On this argument Bolton’s analysis evoked visions of a stressed and frazzled DHS or customs agent placing “on hold” a call from a sky marshal seeking information about the immigration status of a passenger on a jet bound for the United States while she responded to a request for information from an officer detaining a driver of pickup truck filled with garden tools on a street in Arizona.
Arizona’s police officers would be demanding attention and thereby diminishing resources the federal government was trying to focus on more serious threats from outside our borders. Federal resources to meet that challenge would be reduced while tending to Arizona’s political hissy-fit over illegal immigration.
How a Dangerous Political Challenge Was Met and Is Being Rebuffed
At a fundamental level, SB 1070 was nothing more than a states’ rights power play by the Arizona legislators and governor. In retrospect, it may have been nothing more than a bluff, known by those who received legal advice before enactment to be unlikely to remain standing. Perhaps they surmised the federal government would not want to bring a challenge (or it would hurt the administration if it did so). Thankfully, DOJ called Arizona’s bluff.

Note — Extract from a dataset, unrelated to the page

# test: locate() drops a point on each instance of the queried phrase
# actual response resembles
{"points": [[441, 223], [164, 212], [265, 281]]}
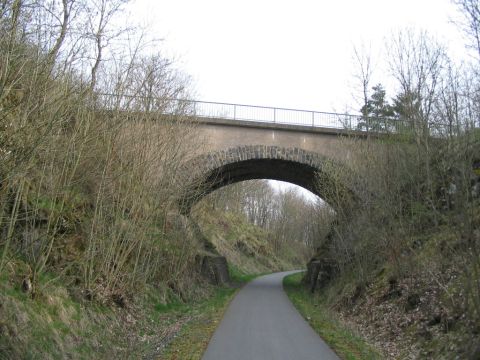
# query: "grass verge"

The DOJ, led by Attorney General Eric Holder, and in particular the Civil Division legal team fielded by Assistant Attorney General Tony West, should be complimented for advancing a precise supremacy clause argument and winning a victory on grounds that would not heat up the rhetoric of racial and ethnic stereotyping. Judge Bolton should be commended for unblinkingly pointing out constitutional flaws written into the procedures enacted by SB 1070. Arizona’s political vigilantes rode into a legal box canyon they devised through using a combustible mix of political and legal bluster; the DOJ rounded them up and restored constitutional law and order.

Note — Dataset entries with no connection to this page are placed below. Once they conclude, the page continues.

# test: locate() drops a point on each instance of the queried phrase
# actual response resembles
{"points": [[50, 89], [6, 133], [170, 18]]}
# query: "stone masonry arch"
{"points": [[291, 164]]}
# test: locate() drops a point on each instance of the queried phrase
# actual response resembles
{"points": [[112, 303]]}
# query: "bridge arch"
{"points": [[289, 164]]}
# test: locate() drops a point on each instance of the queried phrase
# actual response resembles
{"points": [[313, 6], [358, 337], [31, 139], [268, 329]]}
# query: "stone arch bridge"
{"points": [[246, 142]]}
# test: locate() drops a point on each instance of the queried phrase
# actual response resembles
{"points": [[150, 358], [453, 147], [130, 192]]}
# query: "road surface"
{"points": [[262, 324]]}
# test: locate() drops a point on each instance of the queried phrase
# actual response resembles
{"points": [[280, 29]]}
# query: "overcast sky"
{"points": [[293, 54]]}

How the Lawsuit Can Be a Model for Defusing Incipient States’ Rights Rebellions That Challenge the Federal Government
President Obama has famously proclaimed admiration for certain of his Republican predecessors. Two of them come to mind in crises generated by tension between federal government prerogatives and “states’ rights.” One is, of course, the 19th century president from Illinois who fought to hold a federal government together in the face of a secessionist challenge by 13 Southern states. The other was a 20th century president, Dwight Eisenhower, who sent troops to Little Rock to enforce orders of federal courts when it was unpopular to do so among Southern states and other states now identified as “red.”

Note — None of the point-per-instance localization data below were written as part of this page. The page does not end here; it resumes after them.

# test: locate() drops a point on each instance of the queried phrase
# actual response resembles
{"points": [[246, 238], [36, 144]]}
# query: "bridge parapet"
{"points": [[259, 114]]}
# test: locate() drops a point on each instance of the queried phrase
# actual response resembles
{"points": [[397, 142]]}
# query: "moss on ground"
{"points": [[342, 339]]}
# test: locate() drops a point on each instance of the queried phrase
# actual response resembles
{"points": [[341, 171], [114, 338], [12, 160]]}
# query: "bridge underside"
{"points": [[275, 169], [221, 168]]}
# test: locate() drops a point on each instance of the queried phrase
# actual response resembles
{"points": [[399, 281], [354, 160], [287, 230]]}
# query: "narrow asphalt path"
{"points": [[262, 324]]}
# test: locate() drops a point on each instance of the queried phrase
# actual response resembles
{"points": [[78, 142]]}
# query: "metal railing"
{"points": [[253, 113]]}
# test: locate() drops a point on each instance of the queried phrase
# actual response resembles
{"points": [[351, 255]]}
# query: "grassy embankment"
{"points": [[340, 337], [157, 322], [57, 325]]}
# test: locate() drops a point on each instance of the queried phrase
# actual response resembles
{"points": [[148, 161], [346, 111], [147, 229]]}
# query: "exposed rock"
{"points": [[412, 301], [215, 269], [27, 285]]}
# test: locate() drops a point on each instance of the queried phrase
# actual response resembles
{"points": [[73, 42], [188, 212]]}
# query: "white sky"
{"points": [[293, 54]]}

Americans should keep in mind that in the past, disgruntled states—not unlike Arizona in today’s immigration kerfuffle—insisted on their “rights” even when those rights conflicted with federal law. Then, as now, states wanted to enforce (or not enforce) laws of their choosing without regard to their duty to obey the Constitution and its allocation of governmental powers. Those states’ rights tensions with the federal government—as ugly as their history has been—are surfacing in the American polity now in virulent forms.
Hopefully, President Obama will consider some of that historical perspective as he decides to fight or acquiesce to future challenges of the kind embodied by the passage of Arizona SB 1070. As a student of Doris Kearns Goodwin’s writings on Lincoln, he should remember Lincoln’s genius was not simply in assembling a “team of rivals.” It was in assembling them, discerning which team members gave the wisest and most courageous advice, and then encouraging that team member to provide leadership.
Obama may have found “his Grant” in a Cabinet of rivals—he already has honorific “general” rank, and his name is Eric Holder.